私の前世は、この世界で7英雄と呼ばれる人間の1人、“草の語り手”ソウマだった。そして私は、女神様にご褒美ということで、新たな人生を歩ませていただいている。なぜ性別が変わっているのかは分からないけれど。
そして不思議なことに、今の私は「ソウマ」と全く関わりが無い。というかどちらかというと、別の7英雄「リー」の方が関わり深い。どうしてだろうか。
……あれ?もしかして他に考える事ってない?
「どうした、マギー。食事の手が止まっているみたいだけれど」
「ううん。大丈夫だよお兄ちゃん。ちょっと考え事してただけ」
どうやらボーっとしていたみたいで、兄のルークに心配されてしまった。
「兄貴は心配しすぎだよ。お姉ちゃんがいつもみたいに、ちょっとぼけーっとしてただけじゃん」
「マイはちょっと酷くない!?」
そしてちょっと口が悪いのが、私の妹のマイ。ちょっと口は悪いけど、可愛い。13歳で、ちょっと大人ぶってるところが、また可愛い。
「3人とも早く食べちゃいなさい」
優しく私たちを促したのは、我らがお母様ベル。3×歳だというのに、若さを保ってていて綺麗だ。……あれ?なにか今大いなる力を感じた気がするぞ。
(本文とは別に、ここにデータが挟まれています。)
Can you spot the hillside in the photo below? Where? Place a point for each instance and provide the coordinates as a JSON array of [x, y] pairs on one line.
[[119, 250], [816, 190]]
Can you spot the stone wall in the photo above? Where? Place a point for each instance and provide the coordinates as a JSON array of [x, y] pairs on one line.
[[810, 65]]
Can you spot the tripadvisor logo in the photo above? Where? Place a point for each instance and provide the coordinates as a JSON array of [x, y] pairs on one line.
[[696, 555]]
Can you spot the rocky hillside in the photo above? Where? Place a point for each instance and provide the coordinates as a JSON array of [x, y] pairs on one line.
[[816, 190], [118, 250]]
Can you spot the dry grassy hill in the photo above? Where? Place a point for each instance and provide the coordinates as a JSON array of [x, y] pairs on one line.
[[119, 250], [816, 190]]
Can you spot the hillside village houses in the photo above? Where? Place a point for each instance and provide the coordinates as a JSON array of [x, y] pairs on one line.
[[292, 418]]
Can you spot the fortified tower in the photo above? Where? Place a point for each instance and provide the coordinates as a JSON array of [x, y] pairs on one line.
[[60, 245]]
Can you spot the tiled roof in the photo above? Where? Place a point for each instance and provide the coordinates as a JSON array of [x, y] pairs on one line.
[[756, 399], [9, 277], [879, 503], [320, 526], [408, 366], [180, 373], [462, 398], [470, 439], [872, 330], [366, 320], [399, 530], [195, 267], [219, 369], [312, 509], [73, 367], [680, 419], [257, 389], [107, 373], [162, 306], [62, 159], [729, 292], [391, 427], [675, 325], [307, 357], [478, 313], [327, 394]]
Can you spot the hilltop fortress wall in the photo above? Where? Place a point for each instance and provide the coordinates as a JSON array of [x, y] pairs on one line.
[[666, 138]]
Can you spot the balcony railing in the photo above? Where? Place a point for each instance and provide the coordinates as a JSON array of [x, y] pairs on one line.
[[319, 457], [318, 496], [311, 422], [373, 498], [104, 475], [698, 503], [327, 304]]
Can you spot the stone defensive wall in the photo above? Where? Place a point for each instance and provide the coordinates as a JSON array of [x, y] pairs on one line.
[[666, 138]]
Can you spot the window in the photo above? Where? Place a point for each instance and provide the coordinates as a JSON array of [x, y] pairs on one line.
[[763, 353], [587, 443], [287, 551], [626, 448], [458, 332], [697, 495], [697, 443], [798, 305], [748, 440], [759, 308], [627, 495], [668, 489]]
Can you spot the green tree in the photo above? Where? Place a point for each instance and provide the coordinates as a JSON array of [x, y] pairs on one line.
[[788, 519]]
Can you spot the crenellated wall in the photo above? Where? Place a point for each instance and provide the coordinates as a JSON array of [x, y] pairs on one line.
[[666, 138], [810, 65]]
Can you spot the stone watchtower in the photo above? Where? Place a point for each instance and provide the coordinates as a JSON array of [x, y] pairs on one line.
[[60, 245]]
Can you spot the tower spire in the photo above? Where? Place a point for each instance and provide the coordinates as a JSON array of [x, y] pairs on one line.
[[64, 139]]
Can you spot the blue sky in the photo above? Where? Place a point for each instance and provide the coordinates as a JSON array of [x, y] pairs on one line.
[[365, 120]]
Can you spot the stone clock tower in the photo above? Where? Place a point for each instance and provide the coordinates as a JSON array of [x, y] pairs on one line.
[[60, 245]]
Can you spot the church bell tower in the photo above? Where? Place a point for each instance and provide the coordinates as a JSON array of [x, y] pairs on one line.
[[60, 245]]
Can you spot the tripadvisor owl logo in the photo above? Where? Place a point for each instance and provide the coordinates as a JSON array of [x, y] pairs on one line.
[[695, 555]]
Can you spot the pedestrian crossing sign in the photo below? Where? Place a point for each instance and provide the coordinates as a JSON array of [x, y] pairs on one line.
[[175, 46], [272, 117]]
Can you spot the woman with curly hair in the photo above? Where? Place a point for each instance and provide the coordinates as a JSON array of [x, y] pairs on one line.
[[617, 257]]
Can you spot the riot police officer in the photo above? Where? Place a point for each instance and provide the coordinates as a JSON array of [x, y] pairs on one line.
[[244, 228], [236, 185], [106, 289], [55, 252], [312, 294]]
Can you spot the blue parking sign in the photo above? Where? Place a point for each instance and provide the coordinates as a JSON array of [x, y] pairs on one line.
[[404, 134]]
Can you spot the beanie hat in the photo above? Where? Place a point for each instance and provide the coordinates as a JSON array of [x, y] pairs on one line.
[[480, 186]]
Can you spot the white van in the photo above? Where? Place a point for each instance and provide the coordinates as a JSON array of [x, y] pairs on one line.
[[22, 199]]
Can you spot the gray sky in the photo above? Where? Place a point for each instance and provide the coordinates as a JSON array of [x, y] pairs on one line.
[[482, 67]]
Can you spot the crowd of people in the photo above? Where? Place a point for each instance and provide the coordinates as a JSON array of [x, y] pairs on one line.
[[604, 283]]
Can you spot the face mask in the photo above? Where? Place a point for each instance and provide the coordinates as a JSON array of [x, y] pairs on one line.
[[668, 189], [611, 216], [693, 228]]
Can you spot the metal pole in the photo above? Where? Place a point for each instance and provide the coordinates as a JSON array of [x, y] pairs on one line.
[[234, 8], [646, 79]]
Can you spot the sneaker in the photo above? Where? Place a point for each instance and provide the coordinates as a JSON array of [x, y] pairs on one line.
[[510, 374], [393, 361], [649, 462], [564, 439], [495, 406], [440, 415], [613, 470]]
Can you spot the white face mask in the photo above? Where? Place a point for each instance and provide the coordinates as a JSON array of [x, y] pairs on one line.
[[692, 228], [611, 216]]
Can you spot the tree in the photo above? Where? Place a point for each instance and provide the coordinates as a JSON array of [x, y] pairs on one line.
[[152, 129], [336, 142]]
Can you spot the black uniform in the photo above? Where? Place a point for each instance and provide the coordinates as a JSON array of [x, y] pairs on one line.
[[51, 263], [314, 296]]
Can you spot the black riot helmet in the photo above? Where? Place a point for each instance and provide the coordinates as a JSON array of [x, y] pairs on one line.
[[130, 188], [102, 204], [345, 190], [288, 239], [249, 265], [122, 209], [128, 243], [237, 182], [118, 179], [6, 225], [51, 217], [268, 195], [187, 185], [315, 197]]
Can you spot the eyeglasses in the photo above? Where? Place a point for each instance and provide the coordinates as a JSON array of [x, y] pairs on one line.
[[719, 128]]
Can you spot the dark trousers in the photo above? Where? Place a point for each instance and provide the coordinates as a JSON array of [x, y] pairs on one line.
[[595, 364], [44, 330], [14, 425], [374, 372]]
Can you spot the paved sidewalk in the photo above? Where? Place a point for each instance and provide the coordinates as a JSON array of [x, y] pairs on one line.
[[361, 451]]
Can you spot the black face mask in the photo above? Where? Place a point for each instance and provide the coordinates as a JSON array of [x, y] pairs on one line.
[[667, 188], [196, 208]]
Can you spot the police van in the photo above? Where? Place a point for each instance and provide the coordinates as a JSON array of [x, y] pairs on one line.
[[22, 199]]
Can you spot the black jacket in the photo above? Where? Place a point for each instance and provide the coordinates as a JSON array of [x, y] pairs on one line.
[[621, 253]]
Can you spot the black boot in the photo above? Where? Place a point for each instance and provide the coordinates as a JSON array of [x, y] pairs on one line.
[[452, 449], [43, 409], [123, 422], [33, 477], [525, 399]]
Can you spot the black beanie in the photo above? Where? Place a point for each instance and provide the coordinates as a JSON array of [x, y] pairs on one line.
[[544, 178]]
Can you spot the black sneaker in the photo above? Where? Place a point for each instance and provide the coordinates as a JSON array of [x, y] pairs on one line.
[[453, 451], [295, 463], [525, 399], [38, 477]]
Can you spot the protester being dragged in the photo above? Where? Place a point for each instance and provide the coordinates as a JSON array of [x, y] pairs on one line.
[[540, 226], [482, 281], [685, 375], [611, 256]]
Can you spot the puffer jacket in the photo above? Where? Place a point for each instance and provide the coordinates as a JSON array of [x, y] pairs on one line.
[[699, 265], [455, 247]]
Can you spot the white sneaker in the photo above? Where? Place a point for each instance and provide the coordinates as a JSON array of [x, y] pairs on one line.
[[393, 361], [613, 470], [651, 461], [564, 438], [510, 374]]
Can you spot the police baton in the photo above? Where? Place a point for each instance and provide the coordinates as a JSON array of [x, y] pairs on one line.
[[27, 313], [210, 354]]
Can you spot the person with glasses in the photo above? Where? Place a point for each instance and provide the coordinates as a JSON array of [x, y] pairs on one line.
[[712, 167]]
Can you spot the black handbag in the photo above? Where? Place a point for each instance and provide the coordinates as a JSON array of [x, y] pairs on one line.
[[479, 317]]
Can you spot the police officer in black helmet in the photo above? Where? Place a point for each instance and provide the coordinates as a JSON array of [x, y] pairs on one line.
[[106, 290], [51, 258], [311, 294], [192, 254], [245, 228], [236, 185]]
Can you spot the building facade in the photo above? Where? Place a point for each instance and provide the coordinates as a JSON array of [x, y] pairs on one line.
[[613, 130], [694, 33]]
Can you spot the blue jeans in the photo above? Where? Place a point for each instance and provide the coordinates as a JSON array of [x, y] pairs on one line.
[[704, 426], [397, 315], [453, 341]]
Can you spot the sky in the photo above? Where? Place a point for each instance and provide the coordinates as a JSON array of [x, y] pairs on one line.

私たち家族は、この4人とお父様のダグラスの5人家族だ。お父様は今日も朝早くお仕事のようで、出かけてしまった。家柄はなかなかに上等だけど、貴族とかではない。というか、この国は貴族がそんなに力を持っていない。
考えを戻そう。というか、考えるまでもないかも。前世がだれだろうと、私は私だ。なんだ、結論は出てるじゃないか。
私は晴れ晴れとした気持ちで朝食を食べ終え、ごちそうさまをするのだった。